Persad-Bissessar made the position unequivocal in an interview with the Trinidad Express, emphasizing that the stance is non-negotiable regardless of backing from other regional member states. “Trinidad and Tobago only recognises Barnett as SG until the end of her term this August 2026. All CARICOM leaders could do as they please, but Trinidad and Tobago will not recognise her as SG for a next term. That’s not going to change,” she said, adding that “this is our final position.”
The dispute traces back to a February 2026 CARICOM summit held in Basseterre, St. Kitts and Nevis, where regional leaders voted to reappoint Barnett, a Belizean economist who first took office as the bloc’s eighth Secretary-General in August 2021. CARICOM Chair and St. Kitts and Nevis Prime Minister Dr. Terrance Drew confirmed in March that Barnett secured the required majority of votes to win reappointment. But Persad-Bissessar was not present for the vote, and her government has repeatedly challenged the legitimacy of the entire process.

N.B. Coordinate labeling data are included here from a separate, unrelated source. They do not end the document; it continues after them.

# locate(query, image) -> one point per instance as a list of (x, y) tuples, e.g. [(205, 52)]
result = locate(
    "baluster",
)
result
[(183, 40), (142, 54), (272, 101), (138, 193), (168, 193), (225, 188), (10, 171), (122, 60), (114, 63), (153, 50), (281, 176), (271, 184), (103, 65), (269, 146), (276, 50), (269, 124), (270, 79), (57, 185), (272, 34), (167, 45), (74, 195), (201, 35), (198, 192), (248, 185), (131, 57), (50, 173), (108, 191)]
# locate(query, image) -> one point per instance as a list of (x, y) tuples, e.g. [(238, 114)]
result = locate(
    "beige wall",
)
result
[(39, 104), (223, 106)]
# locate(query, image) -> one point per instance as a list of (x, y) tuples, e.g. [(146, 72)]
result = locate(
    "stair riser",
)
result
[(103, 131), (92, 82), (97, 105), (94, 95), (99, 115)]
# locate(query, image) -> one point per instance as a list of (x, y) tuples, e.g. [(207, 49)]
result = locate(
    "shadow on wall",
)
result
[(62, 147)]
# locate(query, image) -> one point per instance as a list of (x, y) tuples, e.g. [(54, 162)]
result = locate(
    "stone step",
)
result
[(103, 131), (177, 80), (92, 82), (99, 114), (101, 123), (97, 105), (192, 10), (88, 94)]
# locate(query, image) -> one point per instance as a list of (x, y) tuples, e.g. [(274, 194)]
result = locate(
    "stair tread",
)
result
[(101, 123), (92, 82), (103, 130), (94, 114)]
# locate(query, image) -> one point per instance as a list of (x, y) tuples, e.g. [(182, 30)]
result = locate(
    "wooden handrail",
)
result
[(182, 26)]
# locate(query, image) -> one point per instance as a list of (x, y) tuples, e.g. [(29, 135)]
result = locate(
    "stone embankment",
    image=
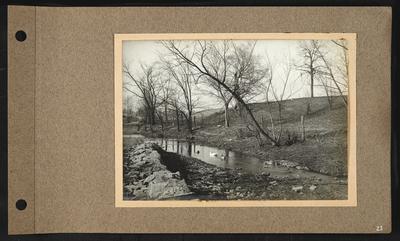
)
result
[(145, 178)]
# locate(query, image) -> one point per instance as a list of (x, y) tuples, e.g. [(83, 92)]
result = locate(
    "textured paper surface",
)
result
[(61, 134)]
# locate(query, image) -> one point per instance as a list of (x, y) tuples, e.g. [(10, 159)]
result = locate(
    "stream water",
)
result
[(227, 159)]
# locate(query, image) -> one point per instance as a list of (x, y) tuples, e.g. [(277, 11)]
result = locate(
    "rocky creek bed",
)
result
[(150, 173)]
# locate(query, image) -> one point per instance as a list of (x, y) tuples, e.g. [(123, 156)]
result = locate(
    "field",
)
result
[(324, 149)]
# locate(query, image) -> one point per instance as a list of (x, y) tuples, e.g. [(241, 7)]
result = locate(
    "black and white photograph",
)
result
[(235, 119)]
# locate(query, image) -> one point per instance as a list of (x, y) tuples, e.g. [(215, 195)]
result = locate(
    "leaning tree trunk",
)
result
[(189, 123), (226, 115), (311, 90), (177, 118)]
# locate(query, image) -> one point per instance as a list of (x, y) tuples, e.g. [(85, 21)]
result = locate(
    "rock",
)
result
[(146, 178), (286, 163), (297, 188), (168, 189), (273, 183), (313, 187)]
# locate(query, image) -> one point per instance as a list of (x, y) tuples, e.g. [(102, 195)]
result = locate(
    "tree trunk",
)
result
[(189, 123), (166, 114), (177, 118), (226, 115), (303, 132), (312, 82)]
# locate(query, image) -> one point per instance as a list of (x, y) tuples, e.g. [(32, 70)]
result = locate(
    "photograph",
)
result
[(235, 118)]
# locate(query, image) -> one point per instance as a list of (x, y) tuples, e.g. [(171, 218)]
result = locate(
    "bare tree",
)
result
[(182, 76), (246, 73), (311, 64), (329, 71), (279, 95), (221, 65)]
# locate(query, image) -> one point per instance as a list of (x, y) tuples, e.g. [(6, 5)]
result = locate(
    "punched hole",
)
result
[(20, 35), (21, 204)]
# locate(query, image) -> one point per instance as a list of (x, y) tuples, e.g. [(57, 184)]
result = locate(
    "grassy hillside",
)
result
[(324, 149)]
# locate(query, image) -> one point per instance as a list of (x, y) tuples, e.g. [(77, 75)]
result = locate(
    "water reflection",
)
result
[(219, 157)]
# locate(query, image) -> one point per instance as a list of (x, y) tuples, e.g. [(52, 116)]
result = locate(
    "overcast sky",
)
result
[(279, 52)]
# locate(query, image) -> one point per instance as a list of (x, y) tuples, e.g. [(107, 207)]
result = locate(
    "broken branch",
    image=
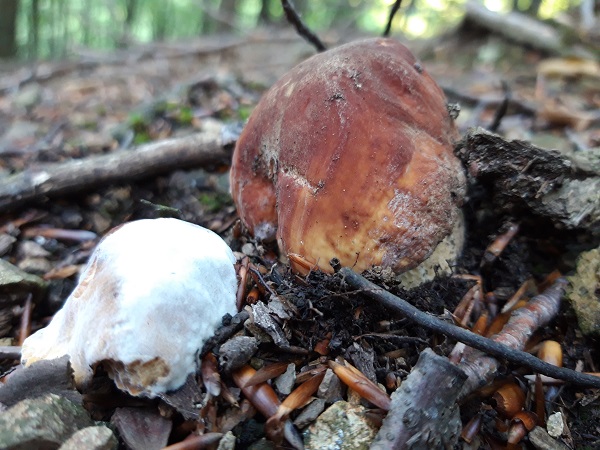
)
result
[(200, 149), (486, 345)]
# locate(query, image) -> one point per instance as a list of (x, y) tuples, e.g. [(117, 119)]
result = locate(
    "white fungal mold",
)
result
[(151, 294)]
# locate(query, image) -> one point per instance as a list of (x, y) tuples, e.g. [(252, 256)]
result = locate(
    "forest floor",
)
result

Trinidad and Tobago’s top objection centers on the absence of Prime Minister and Foreign Minister Sean Sobers from the key retreat where the appointment was finalized. Sobers could not attend due to a scheduling conflict: he was hosting an official visit from India’s External Affairs Minister Dr. Subrahmanyam Jaishankar and fulfilling parliamentary duties. Persad-Bissessar accuses Barnett herself of sending a WhatsApp message to disinvite Sobers from the meeting, a claim that CARICOM leadership has denied. Drew has repeatedly stated Trinidad and Tobago was never uninvited to the retreat.
The Prime Minister has also condemned what she calls deliberate lack of transparency around the process, noting that Barnett personally drafted the press release issued under Drew’s name that defended her reappointment, while intentionally omitting any reference to the disinvitation text that remains visible in the CARICOM Council for Foreign and Community Relations (COFCOR) WhatsApp group. To date, Persad-Bissessar says her government has received no answers to its formal questions about the incident, calling the lack of response “really shameful.”

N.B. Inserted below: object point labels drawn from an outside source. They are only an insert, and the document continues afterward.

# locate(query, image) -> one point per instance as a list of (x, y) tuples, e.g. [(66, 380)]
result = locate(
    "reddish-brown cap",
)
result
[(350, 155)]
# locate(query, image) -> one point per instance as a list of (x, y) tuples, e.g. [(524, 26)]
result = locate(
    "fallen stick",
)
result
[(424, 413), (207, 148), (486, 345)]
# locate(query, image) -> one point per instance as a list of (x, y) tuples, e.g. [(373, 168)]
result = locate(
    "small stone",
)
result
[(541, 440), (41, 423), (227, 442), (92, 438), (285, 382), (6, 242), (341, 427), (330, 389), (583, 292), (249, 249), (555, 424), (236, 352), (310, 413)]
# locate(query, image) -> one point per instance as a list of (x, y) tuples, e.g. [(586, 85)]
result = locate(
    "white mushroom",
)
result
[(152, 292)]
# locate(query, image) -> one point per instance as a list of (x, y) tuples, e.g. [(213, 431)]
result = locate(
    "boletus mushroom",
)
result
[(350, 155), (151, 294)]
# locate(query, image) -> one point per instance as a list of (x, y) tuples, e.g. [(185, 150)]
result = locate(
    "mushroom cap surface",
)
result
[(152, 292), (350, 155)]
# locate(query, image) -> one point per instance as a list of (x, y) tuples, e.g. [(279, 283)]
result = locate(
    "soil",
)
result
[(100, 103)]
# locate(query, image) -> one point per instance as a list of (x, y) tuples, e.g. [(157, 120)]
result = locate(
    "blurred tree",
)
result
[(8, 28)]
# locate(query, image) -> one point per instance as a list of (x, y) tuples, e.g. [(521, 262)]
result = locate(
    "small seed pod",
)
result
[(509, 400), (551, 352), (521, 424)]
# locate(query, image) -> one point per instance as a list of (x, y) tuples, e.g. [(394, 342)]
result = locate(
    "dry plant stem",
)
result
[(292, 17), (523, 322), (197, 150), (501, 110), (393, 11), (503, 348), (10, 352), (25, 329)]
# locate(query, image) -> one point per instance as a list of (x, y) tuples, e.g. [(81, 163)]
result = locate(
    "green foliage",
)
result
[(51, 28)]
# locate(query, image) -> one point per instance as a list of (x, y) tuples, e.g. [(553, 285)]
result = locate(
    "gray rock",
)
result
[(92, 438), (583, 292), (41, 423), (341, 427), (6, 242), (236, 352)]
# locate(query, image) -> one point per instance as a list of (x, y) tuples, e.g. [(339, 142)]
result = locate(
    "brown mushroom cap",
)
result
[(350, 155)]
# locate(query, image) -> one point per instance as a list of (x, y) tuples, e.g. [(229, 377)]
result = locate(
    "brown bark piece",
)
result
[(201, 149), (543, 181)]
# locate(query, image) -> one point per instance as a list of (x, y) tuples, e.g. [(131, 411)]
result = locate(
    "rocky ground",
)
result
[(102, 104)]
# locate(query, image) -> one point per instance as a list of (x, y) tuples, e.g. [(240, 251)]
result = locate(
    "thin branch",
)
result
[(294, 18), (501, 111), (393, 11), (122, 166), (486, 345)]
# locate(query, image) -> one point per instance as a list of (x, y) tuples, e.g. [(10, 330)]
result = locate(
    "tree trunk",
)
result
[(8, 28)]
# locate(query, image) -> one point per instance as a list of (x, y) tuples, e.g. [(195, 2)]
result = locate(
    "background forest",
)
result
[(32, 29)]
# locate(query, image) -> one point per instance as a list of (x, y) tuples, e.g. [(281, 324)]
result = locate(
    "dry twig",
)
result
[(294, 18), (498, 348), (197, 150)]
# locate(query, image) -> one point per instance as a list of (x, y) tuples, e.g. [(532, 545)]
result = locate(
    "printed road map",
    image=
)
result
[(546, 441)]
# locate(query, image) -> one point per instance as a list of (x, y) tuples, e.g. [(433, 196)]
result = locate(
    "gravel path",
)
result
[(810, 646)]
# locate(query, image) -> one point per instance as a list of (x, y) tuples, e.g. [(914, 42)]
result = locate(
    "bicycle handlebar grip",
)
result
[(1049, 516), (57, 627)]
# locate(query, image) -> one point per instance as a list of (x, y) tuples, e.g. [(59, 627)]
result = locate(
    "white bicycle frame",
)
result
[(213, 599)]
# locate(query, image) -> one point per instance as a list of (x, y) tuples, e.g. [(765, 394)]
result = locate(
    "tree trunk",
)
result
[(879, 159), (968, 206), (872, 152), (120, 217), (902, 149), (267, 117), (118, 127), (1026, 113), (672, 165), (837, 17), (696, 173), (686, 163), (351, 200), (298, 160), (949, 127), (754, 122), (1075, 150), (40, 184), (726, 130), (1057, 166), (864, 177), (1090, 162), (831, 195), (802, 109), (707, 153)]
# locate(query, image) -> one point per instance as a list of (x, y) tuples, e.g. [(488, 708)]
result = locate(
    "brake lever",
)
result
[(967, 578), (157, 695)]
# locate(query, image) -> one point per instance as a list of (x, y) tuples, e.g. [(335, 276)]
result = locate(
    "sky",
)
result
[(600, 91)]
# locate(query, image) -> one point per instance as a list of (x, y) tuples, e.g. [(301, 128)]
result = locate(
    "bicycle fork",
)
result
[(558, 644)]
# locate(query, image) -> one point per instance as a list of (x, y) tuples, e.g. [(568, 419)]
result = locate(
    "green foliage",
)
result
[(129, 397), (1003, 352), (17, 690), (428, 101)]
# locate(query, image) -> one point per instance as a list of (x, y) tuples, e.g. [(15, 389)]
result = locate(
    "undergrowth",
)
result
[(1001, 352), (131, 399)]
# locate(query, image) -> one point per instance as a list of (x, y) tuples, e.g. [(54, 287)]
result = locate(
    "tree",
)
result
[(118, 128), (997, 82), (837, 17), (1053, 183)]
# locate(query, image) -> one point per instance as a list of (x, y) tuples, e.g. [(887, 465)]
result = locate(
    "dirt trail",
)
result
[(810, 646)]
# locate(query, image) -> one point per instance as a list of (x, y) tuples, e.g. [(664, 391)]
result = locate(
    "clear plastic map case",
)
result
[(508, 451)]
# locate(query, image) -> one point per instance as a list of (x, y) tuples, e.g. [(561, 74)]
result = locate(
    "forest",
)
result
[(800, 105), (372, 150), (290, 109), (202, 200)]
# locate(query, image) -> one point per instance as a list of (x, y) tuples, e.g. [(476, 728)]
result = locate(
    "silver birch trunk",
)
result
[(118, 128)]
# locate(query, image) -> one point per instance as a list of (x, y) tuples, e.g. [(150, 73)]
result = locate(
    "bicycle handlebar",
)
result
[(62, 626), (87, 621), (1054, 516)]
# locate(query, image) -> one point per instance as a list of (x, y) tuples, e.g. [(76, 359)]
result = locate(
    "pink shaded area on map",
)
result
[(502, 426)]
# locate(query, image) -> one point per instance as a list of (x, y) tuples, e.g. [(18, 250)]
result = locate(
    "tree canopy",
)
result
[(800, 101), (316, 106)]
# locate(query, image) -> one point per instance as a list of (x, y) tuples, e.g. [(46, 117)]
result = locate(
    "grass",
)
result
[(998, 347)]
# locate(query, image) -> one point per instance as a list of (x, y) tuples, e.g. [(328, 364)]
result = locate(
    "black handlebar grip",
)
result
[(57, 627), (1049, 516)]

Last week, Dominica Prime Minister Roosevelt Skerrit acknowledged the controversy had played out extensively in public, confirming that his government and other regional states view Barnett’s reappointment as valid. A closed-door, five-hour meeting of CARICOM leaders held over the preceding weekend addressed Trinidad and Tobago’s objections, but ultimately members voted to uphold the original February decision and rejected calls to restart the appointment process, local media reports confirm.
Persad-Bissessar stressed that while Trinidad and Tobago remains committed to the principles of regional integration within the 52-year-old bloc, she cannot stay silent about what she describes as the “dysfunctional and chaotic state” of CARICOM’s current governance. Rejecting suggestions that the dispute could be resolved through the Trinidad-based Caribbean Court of Justice (CCJ), the Prime Minister noted that Port of Spain does not recognize the CCJ as its final court of appeal, and her administration has no plans to change that status.

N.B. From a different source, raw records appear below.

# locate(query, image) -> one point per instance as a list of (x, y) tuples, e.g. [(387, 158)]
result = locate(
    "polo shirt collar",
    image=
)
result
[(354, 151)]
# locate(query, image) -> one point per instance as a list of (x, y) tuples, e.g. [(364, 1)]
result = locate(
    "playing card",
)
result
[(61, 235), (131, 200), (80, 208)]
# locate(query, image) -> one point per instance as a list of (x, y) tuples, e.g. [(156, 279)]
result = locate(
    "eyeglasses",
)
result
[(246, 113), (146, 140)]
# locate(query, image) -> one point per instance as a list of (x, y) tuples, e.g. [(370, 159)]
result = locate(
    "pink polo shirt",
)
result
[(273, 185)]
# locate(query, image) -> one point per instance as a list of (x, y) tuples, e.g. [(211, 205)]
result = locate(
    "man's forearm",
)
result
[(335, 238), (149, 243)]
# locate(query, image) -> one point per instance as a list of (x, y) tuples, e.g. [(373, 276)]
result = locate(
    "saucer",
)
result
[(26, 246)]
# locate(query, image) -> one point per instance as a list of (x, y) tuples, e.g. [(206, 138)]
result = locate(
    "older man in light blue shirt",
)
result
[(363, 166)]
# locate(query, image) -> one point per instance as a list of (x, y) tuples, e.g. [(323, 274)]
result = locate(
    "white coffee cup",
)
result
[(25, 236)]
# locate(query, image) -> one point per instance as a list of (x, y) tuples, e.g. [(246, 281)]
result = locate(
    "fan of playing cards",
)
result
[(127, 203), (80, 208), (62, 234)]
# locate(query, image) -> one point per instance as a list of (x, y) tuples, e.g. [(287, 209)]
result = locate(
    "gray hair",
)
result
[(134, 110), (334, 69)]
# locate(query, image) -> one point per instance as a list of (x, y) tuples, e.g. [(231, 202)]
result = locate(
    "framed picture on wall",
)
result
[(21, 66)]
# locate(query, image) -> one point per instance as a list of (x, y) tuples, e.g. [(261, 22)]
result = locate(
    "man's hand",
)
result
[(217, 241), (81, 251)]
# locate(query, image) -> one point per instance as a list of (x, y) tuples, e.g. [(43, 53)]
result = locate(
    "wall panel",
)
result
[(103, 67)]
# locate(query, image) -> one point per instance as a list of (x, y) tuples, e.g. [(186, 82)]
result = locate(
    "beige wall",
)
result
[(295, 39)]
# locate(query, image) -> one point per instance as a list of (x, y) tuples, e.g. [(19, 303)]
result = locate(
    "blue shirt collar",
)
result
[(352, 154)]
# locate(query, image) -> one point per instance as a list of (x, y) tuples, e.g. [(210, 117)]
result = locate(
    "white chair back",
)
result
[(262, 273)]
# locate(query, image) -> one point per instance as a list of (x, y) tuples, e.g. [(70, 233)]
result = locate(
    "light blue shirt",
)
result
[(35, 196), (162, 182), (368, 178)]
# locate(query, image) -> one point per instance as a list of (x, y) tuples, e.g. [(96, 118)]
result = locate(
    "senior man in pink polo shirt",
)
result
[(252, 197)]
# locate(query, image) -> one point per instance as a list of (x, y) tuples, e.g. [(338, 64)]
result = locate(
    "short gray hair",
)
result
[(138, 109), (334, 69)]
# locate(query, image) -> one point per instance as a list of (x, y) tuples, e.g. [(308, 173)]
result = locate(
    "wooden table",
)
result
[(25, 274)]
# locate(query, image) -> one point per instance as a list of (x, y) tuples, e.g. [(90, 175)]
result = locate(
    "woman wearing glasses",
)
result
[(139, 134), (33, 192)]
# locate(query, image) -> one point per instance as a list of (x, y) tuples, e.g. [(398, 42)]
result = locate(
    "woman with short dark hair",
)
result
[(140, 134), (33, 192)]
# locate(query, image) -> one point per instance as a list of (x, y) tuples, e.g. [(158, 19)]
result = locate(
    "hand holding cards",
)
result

In a striking comment that underscores the depth of the rift, Persad-Bissessar said her government is completely unbothered by the prospect of Trinidad and Tobago being expelled from CARICOM over the dispute. “They are free to do as they wish. I’m not bothered. We have already made our position clear; they are free to expel us from CARICOM if they wish to do so. They are free to work with us if they wish to do so. Life goes on in Trinidad and Tobago, with or without CARICOM. The world stops for no one,” she said.
She added that Trinidad and Tobago is already proactively diversifying its trade partnerships to reduce reliance on the CARICOM single market, with ongoing efforts to build new economic ties with markets across the Middle East, South America, India, and Africa. The Prime Minister also clarified that the nation will continue to participate in future CARICOM meetings, so long as its representatives are not uninvited from key proceedings.